A National Historic Landmark

Have you ever gotten so bored that you just read Columbia University’s Wikipedia page in its entirety? No? Well, here are some of the funnest fun facts about Columbia from Wikipedia. (Disclaimer: everything in this article comes straight from Wikipedia, and we don’t guarantee that everything is entirely accurate. This is Wikipedia’s words, not ours!)

  • Columbia was the first school in the US to grant the M.D. degree.
  • The Pulitzer Prize is administered annually by Columbia.
  • Columbia has the second most Nobel Prize-winning affiliates in the country (the first being Harvard).
  • Columbia College didn’t admit women until 1983.
  • Columbia University is the second largest landowner in New York City, after the Catholic Church.

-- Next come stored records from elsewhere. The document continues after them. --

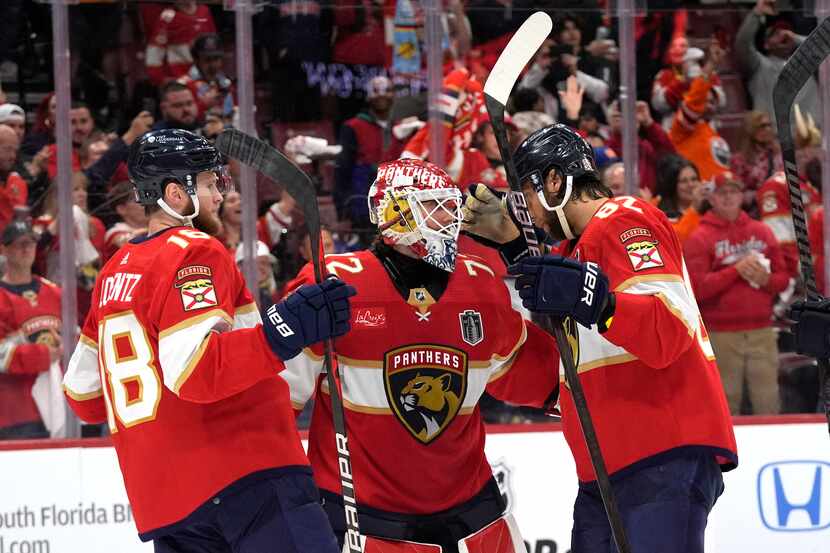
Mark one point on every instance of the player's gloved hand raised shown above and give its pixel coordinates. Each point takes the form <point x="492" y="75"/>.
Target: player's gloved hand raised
<point x="312" y="313"/>
<point x="486" y="215"/>
<point x="812" y="327"/>
<point x="559" y="286"/>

  • As of 2012, Columbia’s library system was the 8th largest library system and the 5th largest collegiate library system in the US by the number of volumes possessed.
  • Low is a National Historic Landmark because of its architectural significance.
  • Pupin is also a National Historic Landmark because the first experiments on the fission of uranium were conducted there. (Never mind that random sulfuric smells waft into my CC class in Pupin 425 once in a while.)
  • The FM radio was invented in Philosophy Hall by Edwin Armstrong, class of 1913.
  • Columbia has a campus in Palisades, NY (Lamont-Doherty Earth Observatory) and one in Irvington, NY (Nevis Laboratories).
  • CC and SEAS didn’t accept the Common Application until 2010, making Columbia the last Ivy to switch to the Common App.
  • Columbia was the first North American site where the uranium atom was split.
  • The laser was invented at Columbia. (Its invention is widely but not universally attributed to Gordon Gould, who was then a graduate student at Columbia.)
  • Many other inventions were and are being born at Columbia, and the university made $230 million from patent-related deals in the 2006 fiscal year: more than any other university in the world.
  • ADP, which was established at Columbia in 1836, was the first Greek life organization on campus.
  • The Columbia Review is the nation’s oldest college literary magazine.
  • In 1870, Columbia’s football team played the second football game ever in the history of football against Rutgers.
  • They (the football team) also hold the record for the longest losing streak for the NCAA Football Championship Subdivision: 44 losses in a row between 1983 and 1988.
  • Apparently, our archrival is Princeton.
  • The Columbia University Orchestra, founded in 1896, is the oldest continually operating university orchestra in the US.
  • The Columbia Queer Alliance, founded in 1967, is the oldest gay student organization in the world.